Montgomery Public Schools (Alabama)
August 2011 | Latest News November 2011
The Bazelon Center, along with the Alabama Disabilities Advocacy Program, filed complaints with the Alabama State Department of Education charging that the Montgomery Public Schools failed to identify and provide needed services to children with emotional disturbances. These children are entitled to the special education and related services they need to stay in their neighborhood schools and learn, and the Montgomery Public Schools violates the Individuals with Disabilities Education Act, the Americans with Disabilities Act, and the Rehabilitation Act by failing to provide it.
Office of Protection and Advocacy v. State of Connecticut
February 2006 | Latest News April 2010
This lawsuit asks the court to order state agencies to develop suitable community-living alternatives for more than 200 people with mental illnesses who are “needlessly segregated and inappropriately warehoused” in three Connecticut nursing homes.
Troupe v. Barbour
March 2010 | Latest News December 2011
This lawsuit seeks to improve Mississippi's mental health system for children, who are denied access to home- and community-based services and unnecessarily institutionalized.
U.S. Marshals Service
June 2012
A combat veteran's offer of conditional employment to the U.S. Marshals Service was revoked after the service discovered he had been diagnosed with PTSD five years prior--despite the fact that by the time of his application, his evaluating psychologist determined that his symptoms no longer met criteria for the disorder. The revocation was later affirmed by the Department of Justice. The Bazelon Center then filed an appeal with the Equal Employment Opportunity Commission, arguing that this action violated the Rehabilitation Act.
U.S. v.

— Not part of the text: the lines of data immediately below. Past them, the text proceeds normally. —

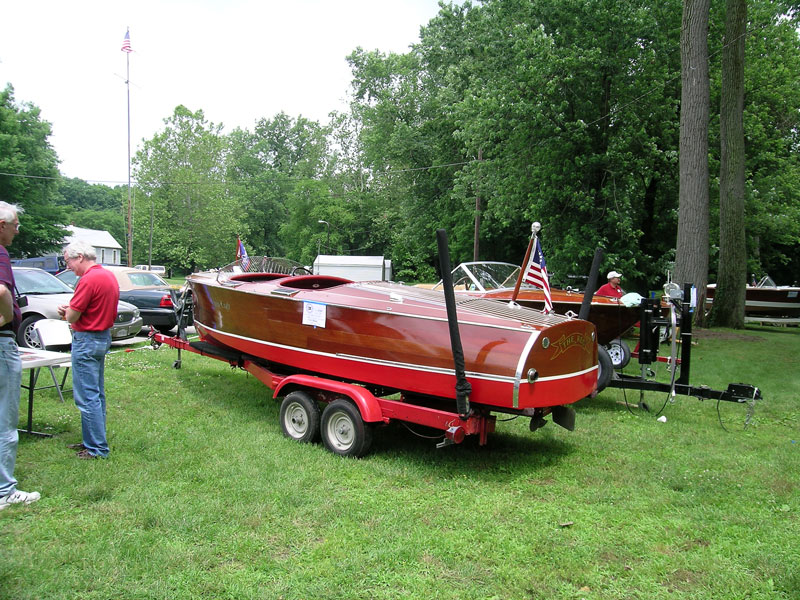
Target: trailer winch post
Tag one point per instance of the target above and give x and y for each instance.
(686, 334)
(463, 387)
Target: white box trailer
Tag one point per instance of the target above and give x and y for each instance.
(357, 268)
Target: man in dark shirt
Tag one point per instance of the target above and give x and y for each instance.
(10, 365)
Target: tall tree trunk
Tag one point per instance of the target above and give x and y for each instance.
(728, 310)
(691, 256)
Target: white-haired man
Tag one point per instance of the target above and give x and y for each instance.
(612, 289)
(10, 364)
(91, 311)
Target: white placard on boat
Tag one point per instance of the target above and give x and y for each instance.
(314, 314)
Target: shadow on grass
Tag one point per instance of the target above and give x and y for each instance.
(505, 454)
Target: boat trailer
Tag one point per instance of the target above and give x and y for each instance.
(678, 318)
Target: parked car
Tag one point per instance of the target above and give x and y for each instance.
(44, 294)
(51, 263)
(154, 297)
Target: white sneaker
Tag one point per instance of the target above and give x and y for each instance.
(19, 497)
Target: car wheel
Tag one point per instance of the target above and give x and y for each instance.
(26, 337)
(619, 352)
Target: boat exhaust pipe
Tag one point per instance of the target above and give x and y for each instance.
(591, 285)
(463, 387)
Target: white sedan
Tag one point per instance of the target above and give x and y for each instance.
(43, 293)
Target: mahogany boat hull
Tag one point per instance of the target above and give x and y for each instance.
(774, 302)
(397, 337)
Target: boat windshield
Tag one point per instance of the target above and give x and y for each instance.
(766, 281)
(486, 276)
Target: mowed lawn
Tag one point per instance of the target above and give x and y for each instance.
(203, 497)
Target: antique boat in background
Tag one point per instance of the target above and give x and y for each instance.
(495, 281)
(766, 299)
(389, 336)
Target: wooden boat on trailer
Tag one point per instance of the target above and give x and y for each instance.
(766, 301)
(374, 352)
(494, 280)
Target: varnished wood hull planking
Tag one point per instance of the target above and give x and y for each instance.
(390, 336)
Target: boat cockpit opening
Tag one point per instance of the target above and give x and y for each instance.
(314, 282)
(252, 277)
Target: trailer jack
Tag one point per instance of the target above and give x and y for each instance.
(680, 316)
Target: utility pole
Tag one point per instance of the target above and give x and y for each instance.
(126, 48)
(477, 216)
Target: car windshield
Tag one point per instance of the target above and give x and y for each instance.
(39, 282)
(145, 279)
(68, 277)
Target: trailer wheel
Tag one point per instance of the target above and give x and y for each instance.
(605, 369)
(344, 431)
(300, 417)
(619, 352)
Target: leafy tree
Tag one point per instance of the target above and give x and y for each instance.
(29, 168)
(266, 167)
(180, 175)
(691, 257)
(729, 299)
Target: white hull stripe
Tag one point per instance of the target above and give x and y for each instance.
(398, 365)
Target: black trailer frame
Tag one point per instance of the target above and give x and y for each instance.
(679, 317)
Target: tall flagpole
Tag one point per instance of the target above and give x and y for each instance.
(126, 47)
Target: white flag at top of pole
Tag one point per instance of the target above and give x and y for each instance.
(536, 273)
(241, 254)
(126, 42)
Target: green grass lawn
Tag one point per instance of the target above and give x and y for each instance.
(203, 497)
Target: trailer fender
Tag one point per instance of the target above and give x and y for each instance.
(368, 405)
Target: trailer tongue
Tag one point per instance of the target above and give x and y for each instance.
(677, 318)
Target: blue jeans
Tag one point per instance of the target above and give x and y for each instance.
(10, 381)
(89, 350)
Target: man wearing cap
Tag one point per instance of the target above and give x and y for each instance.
(612, 289)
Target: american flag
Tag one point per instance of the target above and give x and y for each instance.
(126, 43)
(241, 254)
(536, 273)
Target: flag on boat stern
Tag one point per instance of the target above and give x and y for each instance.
(536, 273)
(126, 43)
(241, 254)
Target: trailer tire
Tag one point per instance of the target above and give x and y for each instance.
(300, 417)
(605, 369)
(619, 352)
(344, 431)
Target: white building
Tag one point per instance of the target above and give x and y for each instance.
(109, 252)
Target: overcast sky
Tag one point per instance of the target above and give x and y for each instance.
(237, 60)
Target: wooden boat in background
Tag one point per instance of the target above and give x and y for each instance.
(766, 300)
(392, 337)
(495, 281)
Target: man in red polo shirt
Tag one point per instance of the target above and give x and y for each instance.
(612, 289)
(91, 312)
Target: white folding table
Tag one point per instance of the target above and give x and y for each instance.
(32, 360)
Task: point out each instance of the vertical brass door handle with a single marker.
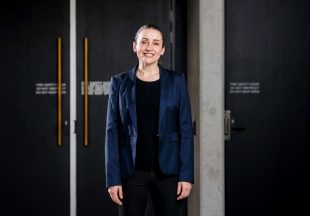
(86, 91)
(59, 111)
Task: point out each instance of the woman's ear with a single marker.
(162, 51)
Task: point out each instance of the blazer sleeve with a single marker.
(186, 135)
(112, 167)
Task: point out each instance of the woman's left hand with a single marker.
(183, 190)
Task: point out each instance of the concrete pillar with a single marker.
(206, 84)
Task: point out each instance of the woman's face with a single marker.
(149, 46)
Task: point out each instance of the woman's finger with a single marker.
(114, 194)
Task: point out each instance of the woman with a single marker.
(149, 139)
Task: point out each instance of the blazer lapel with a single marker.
(131, 97)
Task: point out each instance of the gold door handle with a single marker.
(59, 111)
(85, 91)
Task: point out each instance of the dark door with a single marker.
(267, 79)
(110, 27)
(34, 176)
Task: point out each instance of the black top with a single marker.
(147, 99)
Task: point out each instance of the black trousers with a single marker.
(160, 188)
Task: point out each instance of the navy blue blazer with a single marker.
(174, 129)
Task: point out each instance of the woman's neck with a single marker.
(148, 70)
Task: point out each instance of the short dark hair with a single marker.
(150, 26)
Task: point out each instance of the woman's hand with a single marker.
(116, 193)
(183, 190)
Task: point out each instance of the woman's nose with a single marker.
(149, 47)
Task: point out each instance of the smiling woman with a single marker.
(141, 158)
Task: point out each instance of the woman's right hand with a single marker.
(116, 194)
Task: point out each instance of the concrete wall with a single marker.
(206, 84)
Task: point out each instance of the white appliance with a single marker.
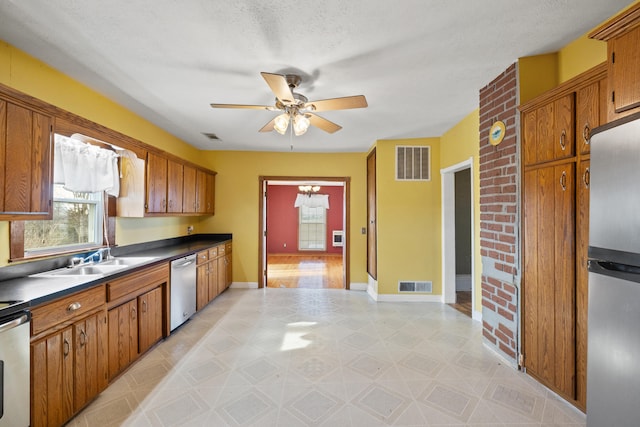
(14, 367)
(183, 290)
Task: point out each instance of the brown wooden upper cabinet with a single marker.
(174, 188)
(548, 131)
(622, 34)
(26, 141)
(590, 112)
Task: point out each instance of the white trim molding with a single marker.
(244, 285)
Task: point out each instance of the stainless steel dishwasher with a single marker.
(183, 290)
(14, 366)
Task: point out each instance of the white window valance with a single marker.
(86, 168)
(312, 201)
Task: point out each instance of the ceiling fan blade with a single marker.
(249, 107)
(358, 101)
(322, 123)
(268, 127)
(279, 86)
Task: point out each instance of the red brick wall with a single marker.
(499, 214)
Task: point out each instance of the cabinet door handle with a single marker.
(586, 133)
(74, 306)
(586, 177)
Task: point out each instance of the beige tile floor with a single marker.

Georgia
February 2009 | Latest News October 2010
The Bazelon Center assisted a coalition of stakeholders in requesting that the U.S. District Court in Atlanta withhold approval of a settlement that would have ended a U.S. Department of Justice lawsuit challenging abuse and neglect of patients in Georgia state hospitals. The groups asserted that the settlement failed to comply with the Olmstead mandate for the provision of services in the most integrated setting consistent with individuals' needs. A new settlement calls for the State to create such services for individuals with mental illnesses or developmental disabilities.
U.S. v. North Carolina
August 2012
The Bazelon Center represents a diverse group of stakeholders who have written to the state to demand that the state comply with Olmstead. The U.S. Department of Justice (DOJ) conducted an eight-month investigation and concluded that North Carolina is violating the ADA and Olmstead decision by failing to afford many people with mental illnesses the opportunity to live in integrated settings. DOJ has been negotiating with the state to resolve these findings.
U.S. v. Virginia
January 2012 | Latest News August 2012
The U.S. Department of Justice (DOJ) challenged Virginia’s practice of warehousing people with intellectual and developmental disabilities in its five state institutions, on the grounds that it violates the Americans with Disabilities Act and the Olmstead decision by unnecessarily denying Virginians their rights to live in the most integrated setting consistent with their needs. The Bazelon Center and co-counsel from Williams Mullen represent a coalition of 72 members supporting the Virginia-DOJ settlement agreement.
Williams v. Quinn
August 2005 | Latest News September 2010
Residents of Illinois nursing homes charge that they and many others with mental illnesses are “needlessly segregated and inappropriately warehoused” in violation of federal laws including the Americans with Disabilities Act.